3.10
Paul frowned. "Is there something wrong?"
No." She couldn't quite believe the contrast between this and the rest of the house. "Quite the opposite. It's pristine. I wasn't expecting this level of cleanliness."
"It's the only house rule me and Barry had, really, was keeping the bathroom clean." Paul patted the edge of the sink unit as if he were particularly proud of it. "What your own room is like is up to you and we kind of took it in turns to clean the communal areas but the bathroom and kitchen had to be as spotless as when you found it."
She looked at him and he shrugged. "He's been gone a fortnight. It's hard to keep up with the kitchen on my own. Between the studio and the pub, it's all I can manage to sleep, eat and bathe. Especially since I walk everywhere."
"Fair enough. I can live with that." She pointed at the lavatory. "Is that the only loo?"
"Yes. You have to ask if anyone needs it before you have a bath. Otherwise it can get a bit awkward, you know?" Me and Barry never bothered because we both went to school. Not the same one, obviously, but once you've seen one, you've seen them all."
"You'd be surprised at how many girls say that as well." She laughed. "But then, I've heard boys say it about girls as well, as if they've ever seen enough to compare them. And I don't mean magazines, though there's an astonishing variety there, too, if you actually study them and aren't just fantasising about sex."
"You look at those sorts of magazines as well?"
"It's all life drawing, if you look at it from an artistic viewpoint. If you want to know the intricacies of the female body, it's impolite the go up to the life model with a magnifying glass and a speculum."
Paul laughed, snorting through his nose until a line of snot came out and landed on his shirt. She looked away as he reached past her to grab a few sheets of toilet paper from the roll next to the toilet to wipe it off. He balled it up and dabbed, then threw the whole wad into the rubbish bin. She'd made a bed for herself with that comment, she knew. She'd have to produce a few representational drawings or paintings to cover up her spontaneous lie. While it was true enough that she drew anatomy close ups from the depictions of them in adult magazines, she didn't generally buy them. Several of the shops in both Laverstone and Wolverhampton had so little security it was possible to collect them off the shelves and just walk out, although she hadn't shoplifted for several years, not since her dad had left. Her mum had told her he'd gone because he'd been so ashamed when, at thirteen, she'd been driven home by a police sergeant who'd 'had a word' with her parents. Whatever word he'd had, and it was one she'd not been privy to, had been enough to get her a week of school, which she'd spent digging up every inch of the the neighbour, Mr Handley's, allotment. In the rain. In winter. And she'd been transferred to a different school afterward, though she hadn't minded that so much because her previous school had been full of twats. And not the kind she liked to draw. "What about you?"
Paul shook his head "I don't draw vaginas, no."
"What do you draw, though. Or sculpt? What's your body of work about?"
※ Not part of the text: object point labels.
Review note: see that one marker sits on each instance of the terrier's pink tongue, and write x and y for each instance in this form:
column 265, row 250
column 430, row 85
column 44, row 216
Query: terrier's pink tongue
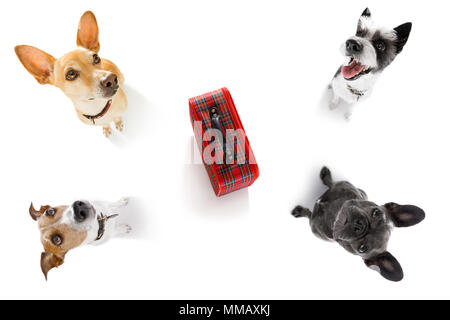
column 352, row 70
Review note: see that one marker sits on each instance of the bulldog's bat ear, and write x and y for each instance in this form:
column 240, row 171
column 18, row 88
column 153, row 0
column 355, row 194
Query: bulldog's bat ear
column 87, row 36
column 35, row 214
column 404, row 216
column 37, row 62
column 402, row 32
column 386, row 265
column 49, row 261
column 366, row 13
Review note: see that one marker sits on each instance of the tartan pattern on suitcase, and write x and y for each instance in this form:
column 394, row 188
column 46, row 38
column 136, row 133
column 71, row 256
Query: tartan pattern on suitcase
column 225, row 178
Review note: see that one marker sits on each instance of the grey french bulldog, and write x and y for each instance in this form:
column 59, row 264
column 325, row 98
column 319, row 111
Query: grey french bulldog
column 343, row 214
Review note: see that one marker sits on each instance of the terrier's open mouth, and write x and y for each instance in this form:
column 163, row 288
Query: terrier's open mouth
column 353, row 70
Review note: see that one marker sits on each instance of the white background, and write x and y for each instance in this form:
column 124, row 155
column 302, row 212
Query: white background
column 276, row 57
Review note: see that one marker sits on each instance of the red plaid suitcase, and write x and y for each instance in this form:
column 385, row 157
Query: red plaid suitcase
column 221, row 138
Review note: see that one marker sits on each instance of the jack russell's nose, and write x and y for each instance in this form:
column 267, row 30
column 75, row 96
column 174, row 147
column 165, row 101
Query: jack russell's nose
column 110, row 81
column 353, row 46
column 80, row 211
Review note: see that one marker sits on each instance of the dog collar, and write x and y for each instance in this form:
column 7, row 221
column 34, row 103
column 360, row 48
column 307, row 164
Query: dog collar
column 101, row 224
column 356, row 92
column 101, row 114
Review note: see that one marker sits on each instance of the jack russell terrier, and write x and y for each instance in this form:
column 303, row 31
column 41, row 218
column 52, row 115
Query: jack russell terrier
column 93, row 84
column 67, row 227
column 344, row 214
column 368, row 53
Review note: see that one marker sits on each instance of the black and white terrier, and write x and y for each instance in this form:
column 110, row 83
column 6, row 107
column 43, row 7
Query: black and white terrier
column 369, row 52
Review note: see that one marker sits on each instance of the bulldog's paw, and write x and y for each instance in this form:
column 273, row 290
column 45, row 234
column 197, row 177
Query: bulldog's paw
column 107, row 131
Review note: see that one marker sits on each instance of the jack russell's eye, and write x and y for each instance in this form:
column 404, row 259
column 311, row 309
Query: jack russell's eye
column 96, row 58
column 380, row 45
column 72, row 75
column 363, row 248
column 50, row 212
column 57, row 240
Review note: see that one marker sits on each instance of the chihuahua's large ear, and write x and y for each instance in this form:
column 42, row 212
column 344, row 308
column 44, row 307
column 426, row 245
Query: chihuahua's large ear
column 403, row 32
column 386, row 265
column 404, row 216
column 49, row 261
column 35, row 214
column 39, row 63
column 366, row 13
column 87, row 36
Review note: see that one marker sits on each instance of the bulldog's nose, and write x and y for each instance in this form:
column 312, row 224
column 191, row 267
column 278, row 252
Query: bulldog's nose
column 80, row 211
column 359, row 226
column 353, row 46
column 110, row 81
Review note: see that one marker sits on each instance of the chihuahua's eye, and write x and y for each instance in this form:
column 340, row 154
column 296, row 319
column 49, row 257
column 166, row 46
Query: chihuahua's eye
column 376, row 213
column 96, row 58
column 363, row 248
column 72, row 75
column 380, row 45
column 57, row 240
column 50, row 212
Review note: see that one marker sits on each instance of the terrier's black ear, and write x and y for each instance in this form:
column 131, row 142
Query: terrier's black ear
column 404, row 216
column 366, row 13
column 386, row 265
column 403, row 32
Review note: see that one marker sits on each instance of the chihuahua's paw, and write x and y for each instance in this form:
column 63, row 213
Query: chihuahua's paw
column 107, row 131
column 119, row 125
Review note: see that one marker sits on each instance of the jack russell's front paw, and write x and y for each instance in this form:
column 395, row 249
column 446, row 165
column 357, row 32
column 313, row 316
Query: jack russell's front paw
column 107, row 131
column 119, row 125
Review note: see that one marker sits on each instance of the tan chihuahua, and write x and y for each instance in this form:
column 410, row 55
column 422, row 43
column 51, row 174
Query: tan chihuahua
column 94, row 85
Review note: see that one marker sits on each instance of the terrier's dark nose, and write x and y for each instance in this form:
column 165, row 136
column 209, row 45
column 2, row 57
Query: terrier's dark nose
column 80, row 211
column 110, row 81
column 353, row 46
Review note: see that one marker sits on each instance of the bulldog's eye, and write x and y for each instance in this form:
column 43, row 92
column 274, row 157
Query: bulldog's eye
column 96, row 59
column 72, row 75
column 380, row 45
column 57, row 240
column 50, row 212
column 363, row 248
column 376, row 213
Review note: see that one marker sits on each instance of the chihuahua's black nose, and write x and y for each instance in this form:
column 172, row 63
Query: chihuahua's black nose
column 359, row 226
column 80, row 211
column 353, row 46
column 110, row 81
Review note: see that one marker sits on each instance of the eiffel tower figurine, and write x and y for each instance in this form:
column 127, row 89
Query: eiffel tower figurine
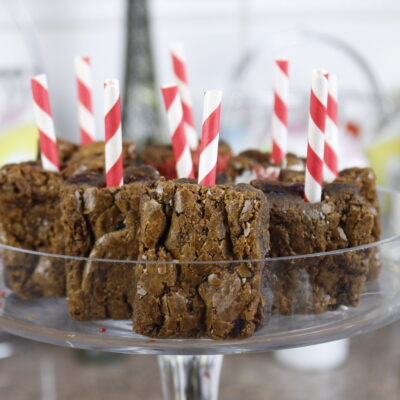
column 140, row 115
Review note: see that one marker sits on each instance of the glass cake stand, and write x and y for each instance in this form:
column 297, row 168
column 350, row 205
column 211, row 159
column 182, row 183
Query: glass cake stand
column 190, row 367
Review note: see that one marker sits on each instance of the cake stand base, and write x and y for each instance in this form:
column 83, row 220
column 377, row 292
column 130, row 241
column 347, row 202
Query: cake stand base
column 190, row 377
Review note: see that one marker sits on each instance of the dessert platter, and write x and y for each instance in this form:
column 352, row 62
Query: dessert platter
column 107, row 247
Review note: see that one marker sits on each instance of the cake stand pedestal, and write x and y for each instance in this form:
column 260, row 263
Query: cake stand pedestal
column 190, row 377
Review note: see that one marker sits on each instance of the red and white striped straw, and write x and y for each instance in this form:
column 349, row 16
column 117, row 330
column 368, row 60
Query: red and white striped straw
column 113, row 134
column 83, row 74
column 331, row 133
column 179, row 67
column 180, row 147
column 316, row 139
column 279, row 117
column 45, row 124
column 209, row 138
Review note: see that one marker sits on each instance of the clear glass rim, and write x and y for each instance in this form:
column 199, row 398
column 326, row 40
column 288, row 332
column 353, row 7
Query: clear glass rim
column 378, row 243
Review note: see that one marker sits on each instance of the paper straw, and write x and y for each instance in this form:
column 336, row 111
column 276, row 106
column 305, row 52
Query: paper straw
column 180, row 147
column 45, row 124
column 113, row 133
column 179, row 67
column 279, row 116
column 331, row 132
column 209, row 138
column 316, row 139
column 83, row 74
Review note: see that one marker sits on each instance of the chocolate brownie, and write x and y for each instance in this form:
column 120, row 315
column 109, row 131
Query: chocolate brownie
column 341, row 220
column 30, row 219
column 255, row 164
column 161, row 157
column 101, row 222
column 365, row 179
column 188, row 222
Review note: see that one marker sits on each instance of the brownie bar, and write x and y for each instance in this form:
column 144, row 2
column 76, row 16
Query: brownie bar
column 187, row 222
column 254, row 164
column 102, row 222
column 341, row 220
column 30, row 219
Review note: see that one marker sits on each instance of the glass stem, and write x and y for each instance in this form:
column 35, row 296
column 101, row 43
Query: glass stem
column 190, row 377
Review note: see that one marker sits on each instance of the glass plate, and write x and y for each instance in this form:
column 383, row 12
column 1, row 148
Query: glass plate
column 47, row 319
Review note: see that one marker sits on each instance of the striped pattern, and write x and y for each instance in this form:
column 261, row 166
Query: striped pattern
column 113, row 133
column 209, row 138
column 45, row 124
column 83, row 74
column 179, row 67
column 182, row 155
column 316, row 139
column 279, row 116
column 331, row 132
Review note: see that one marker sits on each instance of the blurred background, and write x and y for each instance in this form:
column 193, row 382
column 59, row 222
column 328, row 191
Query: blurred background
column 230, row 45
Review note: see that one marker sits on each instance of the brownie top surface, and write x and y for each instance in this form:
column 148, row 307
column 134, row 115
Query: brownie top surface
column 295, row 190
"I'm not sure I've got enough pieces to actually call it a body of work." He led the way out of the bathroom and into the last room she hadn't seen inside, other than the mysterious Steve's loft, the living room.
It was a long, thin room, almost as long as the house, if you didn't count the kitchen extension. There was a window at the far end looking in the same direction as the back door and would, presumably, get the evening sun, and a small gas fire mounted on what would be the wall adjoining the nest house to the right. Clustered around this was a two-seater sofa and what would have been a matching armchair, though this had seen enough use to make it almost as threadbare as the bedroom carpet. In front of the chair was a small table upon which stood a laptop with some sort of design software modelling a complex shape in 3D.